Reuters NewMedia - Tuesday October 6, 1998


SILVER SPRING, Md., Oct 6 (Reuters) - Doctors who advise the U.S. Food and Drug Administration (FDA) recommended on Tuesday that the agency approve a drug used against the AIDS virus to fight hepatitis B as well.

The drug, Epivir, would be the first pill that people could take for hepatitis B, which infects an estimated 350 million people around the world. Epivir, sold by Glaxo Wellcome Plc (quote from Yahoo! UK & Ireland: GLXO.L), fights the HIV virus that causes AIDS by blocking its replication. Known generically as lamivudine or 3TC, it works the same way against the hepatitis B virus.

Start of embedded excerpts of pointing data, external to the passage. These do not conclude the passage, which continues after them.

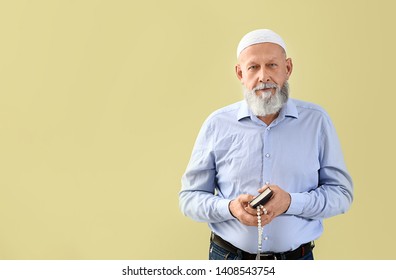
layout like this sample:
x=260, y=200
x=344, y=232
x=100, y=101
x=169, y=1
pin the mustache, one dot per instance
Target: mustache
x=265, y=86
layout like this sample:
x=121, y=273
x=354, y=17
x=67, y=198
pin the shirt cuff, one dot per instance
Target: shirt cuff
x=296, y=204
x=224, y=210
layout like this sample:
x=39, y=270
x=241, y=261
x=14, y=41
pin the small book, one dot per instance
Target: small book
x=262, y=198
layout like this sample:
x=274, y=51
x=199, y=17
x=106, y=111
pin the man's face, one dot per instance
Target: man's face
x=263, y=63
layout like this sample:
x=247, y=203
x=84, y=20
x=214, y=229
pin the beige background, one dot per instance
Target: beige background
x=101, y=101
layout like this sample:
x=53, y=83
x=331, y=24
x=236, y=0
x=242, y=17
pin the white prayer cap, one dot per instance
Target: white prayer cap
x=260, y=36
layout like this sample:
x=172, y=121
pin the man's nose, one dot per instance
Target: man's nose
x=264, y=77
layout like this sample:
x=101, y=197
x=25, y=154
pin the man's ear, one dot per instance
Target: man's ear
x=238, y=72
x=289, y=67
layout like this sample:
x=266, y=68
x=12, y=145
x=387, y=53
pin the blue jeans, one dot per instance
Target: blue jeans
x=218, y=253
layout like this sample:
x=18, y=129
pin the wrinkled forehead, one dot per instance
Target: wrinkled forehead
x=262, y=52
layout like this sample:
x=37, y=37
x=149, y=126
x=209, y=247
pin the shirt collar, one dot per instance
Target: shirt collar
x=288, y=110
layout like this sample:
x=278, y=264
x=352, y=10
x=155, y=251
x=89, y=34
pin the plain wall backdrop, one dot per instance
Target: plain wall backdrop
x=101, y=102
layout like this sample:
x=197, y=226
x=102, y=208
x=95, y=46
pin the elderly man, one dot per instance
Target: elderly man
x=265, y=141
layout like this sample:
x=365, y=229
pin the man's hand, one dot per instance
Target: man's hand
x=241, y=210
x=277, y=205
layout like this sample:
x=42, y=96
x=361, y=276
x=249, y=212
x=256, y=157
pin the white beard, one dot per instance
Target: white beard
x=265, y=103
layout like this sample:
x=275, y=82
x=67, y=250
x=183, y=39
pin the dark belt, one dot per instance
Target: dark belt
x=290, y=255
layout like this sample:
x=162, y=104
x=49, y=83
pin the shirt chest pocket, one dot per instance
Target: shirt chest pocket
x=238, y=161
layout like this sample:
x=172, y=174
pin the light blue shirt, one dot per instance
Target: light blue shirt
x=237, y=153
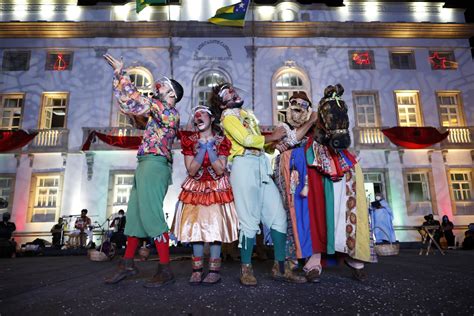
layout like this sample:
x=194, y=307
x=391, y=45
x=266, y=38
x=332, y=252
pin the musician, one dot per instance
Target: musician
x=57, y=231
x=82, y=227
x=118, y=224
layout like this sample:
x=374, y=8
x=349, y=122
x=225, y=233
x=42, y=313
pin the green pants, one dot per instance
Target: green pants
x=145, y=216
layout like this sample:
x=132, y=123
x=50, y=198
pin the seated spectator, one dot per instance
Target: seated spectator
x=468, y=243
x=381, y=219
x=82, y=228
x=118, y=224
x=447, y=228
x=430, y=221
x=7, y=243
x=57, y=232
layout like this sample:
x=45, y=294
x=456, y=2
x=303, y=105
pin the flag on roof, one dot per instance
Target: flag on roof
x=142, y=4
x=232, y=15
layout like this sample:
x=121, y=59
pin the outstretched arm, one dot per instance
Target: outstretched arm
x=129, y=98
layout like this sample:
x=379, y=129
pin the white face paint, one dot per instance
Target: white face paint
x=202, y=120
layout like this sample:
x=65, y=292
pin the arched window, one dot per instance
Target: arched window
x=286, y=81
x=143, y=80
x=204, y=82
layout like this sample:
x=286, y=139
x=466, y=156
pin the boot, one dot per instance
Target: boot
x=357, y=274
x=288, y=276
x=126, y=268
x=162, y=277
x=313, y=275
x=213, y=276
x=196, y=276
x=246, y=275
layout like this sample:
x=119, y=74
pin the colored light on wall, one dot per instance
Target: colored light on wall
x=60, y=63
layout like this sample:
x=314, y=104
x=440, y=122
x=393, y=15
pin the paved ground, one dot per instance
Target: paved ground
x=404, y=285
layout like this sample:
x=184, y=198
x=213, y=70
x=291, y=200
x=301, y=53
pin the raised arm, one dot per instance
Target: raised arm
x=129, y=98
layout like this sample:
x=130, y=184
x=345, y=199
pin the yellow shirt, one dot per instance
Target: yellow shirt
x=241, y=128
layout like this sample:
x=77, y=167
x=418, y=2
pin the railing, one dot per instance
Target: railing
x=50, y=140
x=369, y=137
x=113, y=131
x=459, y=137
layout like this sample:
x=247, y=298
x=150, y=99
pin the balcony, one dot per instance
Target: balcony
x=49, y=140
x=370, y=138
x=459, y=138
x=98, y=145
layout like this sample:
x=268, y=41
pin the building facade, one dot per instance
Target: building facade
x=401, y=64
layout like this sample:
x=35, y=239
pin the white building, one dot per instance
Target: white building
x=401, y=63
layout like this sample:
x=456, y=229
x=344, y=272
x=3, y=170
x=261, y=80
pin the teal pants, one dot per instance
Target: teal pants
x=145, y=216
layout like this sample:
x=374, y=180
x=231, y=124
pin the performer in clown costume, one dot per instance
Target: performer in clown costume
x=145, y=216
x=256, y=197
x=205, y=211
x=322, y=185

"I think lamivudine offers definitive hope for patients when where was nothing to be done in the past," said FDA panelist Maria Sjogren of the Walter Reed Army Medical Center.

The FDA is not bound by the advice of its panels but generally follows it. About a third of people infected with hepatitis B go on to develop serious progressive liver disease, which can cause liver failure or liver cancer. They can die of either.

Repeated injections of interferon, a genetically engineered version of a natural immune system molecule, is currently the only approved treatment for hepatitis B, which kills about a million people a year. Interferon only helps about 40 percent of patients.

There is a vaccine, and also a combined hepatitis A/hepatitis B vaccine. Several other companies are racing to test antiviral drugs against hepatitis B. SmithKline Beecham (quote from Yahoo! UK & Ireland: SB.L) is developing its herpes drug Famvir, also known as famciclovir, for use against hepatitis B. Bristol Myers Squibb (NYSE:BMY - news) has started tests of lobucavir, an experimental reverse transcriptase inhibitor developed for HIV, against hepatitis B and reports promising results.